During a shoulder arthroscopy, Dr. Petit will make a few small incisions on the front, back and side of the shoulder. Using a small high definition camera, the joint is evaluated and needed procedures are performed. Recent technologic advances have allowed many shoulder procedures to be performed arthroscopically.
AC Separation Treatment and AC Joint Reconstruction
AC joint reconstruction is a procedure usually reserved for only the most severe AC joint separations. Usually Dr. Petit uses a combination of arthroscopic and open surgery to realign the AC joint and hold it in place. In cases where the AC joint has been injured for a significant period of time, a cadaver graft is often needed to enhance healing.
When the biceps tendon becomes inflamed or torn, Dr. Petit prefers to perform a biceps tenodesis. The biceps tendon’s normal attachment point is at the superior labrum within the shoulder joint. It passes between two rotator cuff tendons as it enters the joint and is often damaged when the rotator cuff is damaged or torn. When this occurs, Dr. Petit releases the biceps from within the joint and reattaches the tendon to the humerus, underneath the pectoralis muscle, through a small incision in the armpit.
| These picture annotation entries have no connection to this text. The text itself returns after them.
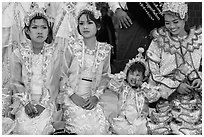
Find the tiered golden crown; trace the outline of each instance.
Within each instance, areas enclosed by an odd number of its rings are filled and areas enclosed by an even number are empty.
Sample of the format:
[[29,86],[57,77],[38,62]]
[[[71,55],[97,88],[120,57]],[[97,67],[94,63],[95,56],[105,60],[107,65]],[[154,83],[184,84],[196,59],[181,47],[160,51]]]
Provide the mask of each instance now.
[[178,13],[181,19],[185,18],[188,12],[188,5],[185,2],[164,2],[162,11],[171,11]]
[[35,17],[35,16],[42,16],[48,21],[48,25],[52,26],[54,23],[54,18],[48,16],[45,11],[41,8],[33,8],[31,11],[27,13],[27,15],[24,18],[24,23],[26,26],[30,25],[30,21]]
[[141,63],[145,67],[145,76],[148,75],[148,73],[149,73],[148,64],[147,64],[147,62],[145,61],[145,58],[142,55],[142,53],[144,52],[144,49],[143,48],[139,48],[138,52],[139,53],[136,55],[136,57],[131,59],[131,60],[129,60],[129,62],[126,64],[125,69],[123,71],[126,75],[127,75],[127,71],[129,69],[129,67],[132,64],[134,64],[135,62]]
[[101,12],[96,9],[96,6],[93,2],[81,2],[77,5],[76,15],[79,15],[83,12],[83,10],[89,10],[93,12],[94,17],[98,19],[101,16]]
Clavicle Fracture Fixation or ORIF Clavicle
When a patient suffers a displaced clavicle fracture, Dr. Petit prefers to perform an open reduction and internal fixation of the fracture. Traditionally, clavicle fractures were treated without surgery and allowed to heal on their own. However research has shown that surgical treatment has better results for displaced fractures with minimal risk. This typically involves an incision over the front of the clavicle and a plate and screws are used to hold the clavicle in place while the bone heals.
Capsular Release and Manipulation for Frozen Shoulder
Frozen shoulder, or adhesive capsulitis, is an extremely common condition for middle aged men and women. Most of the time, non operative treatment such as physical therapy and steroid injections are successful in restoring motion. Occasionally, non operative measures do not work and the shoulder needs a little help getting motion back. Dr. Petit prefers an arthroscopic approach where the tight tissue is precisely released and the shoulder gently manipulated to gain range of motion back. Aggressive, daily physical therapy is required postoperatively. Often patients resume normal activities within days of surgery.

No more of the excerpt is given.